Updated: Aug 1, 2018
Since the 80's, DJs have been the go-to source for entertainment at wedding receptions. Classics from the era like Michael Jackson's 'Beat It' or Whitney Houston's 'I Wanna Dance with Somebody' can still be heard during many wedding dance floors. One could even go as far to say that the average American's idea of what to expect from a wedding DJ has been most largely influenced by the 80's 'wedding DJ persona'.
But is it still the same? After nearly 40 years, has anything changed? What should one expect from a wedding DJ in 2018?
Quite frankly, the bottom line is this: DJs and dance music have progressed into America's mainstream now more than ever, and with their rise, the average music listener has learned to expect more from those calling themselves disc jockeys. No matter you're own age, your reception is likely to have people of all ages, from kids to grandparents, in attendance, and it's also likely that you expect the dance portion of your reception to go on until(at least) midnight.
Younger people will be the ones carrying the energy on your dancefloor into the late hours, and as they've learned to expect more from DJs, you'll need someone who knows how to do more than simply fade from one track to the next to keep them dancing. If you want a memorable party, it begins and ends with how well your dancefloor goes. You can only reminisce about good food or good weather for so long. Your dancefloor experience will be something not only you, but your guests won't be able to forget, for better or worse.
So that covers the young crowd, but what about everyone else?

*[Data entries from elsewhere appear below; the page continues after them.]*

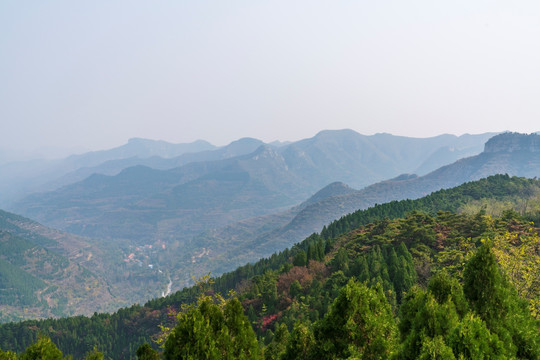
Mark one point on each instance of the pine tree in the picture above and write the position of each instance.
(359, 324)
(492, 297)
(43, 349)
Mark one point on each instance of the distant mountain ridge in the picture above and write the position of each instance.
(254, 203)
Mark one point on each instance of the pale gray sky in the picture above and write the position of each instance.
(95, 73)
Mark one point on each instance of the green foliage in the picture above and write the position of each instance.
(212, 331)
(360, 324)
(437, 318)
(472, 340)
(94, 355)
(301, 342)
(43, 349)
(496, 302)
(7, 355)
(146, 352)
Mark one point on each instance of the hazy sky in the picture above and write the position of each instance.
(95, 73)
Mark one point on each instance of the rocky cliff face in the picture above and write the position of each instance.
(512, 142)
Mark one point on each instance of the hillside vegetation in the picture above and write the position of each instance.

While it is true that the younger crowd is the hardest to please and that they will inevitably be the group carrying the dancefloor into the night, that doesn't mean you want a DJ who will cater ONLY to this crowd. You should expect a DJ to follow the energy on the dancefloor, and seldom does that mean going full-on 'Tiesto' at the beginning of the night. The older crowd will want to hear the slow songs, and the classics that everyone will know. They'll want to hear more than just a portion of the song they're dancing to. You should expect any DJ you meet to be able to please this crowd. They want to hear the whole song, and your DJ should recognize and accommodate this. What you don't want is a DJ who can appease your parents and grandparents, but can't push the energy any further after the older crowd has left. You should expect a DJ to have the skills to please everyone, and the experience to know when to 'turn up' and when to 'turn down'.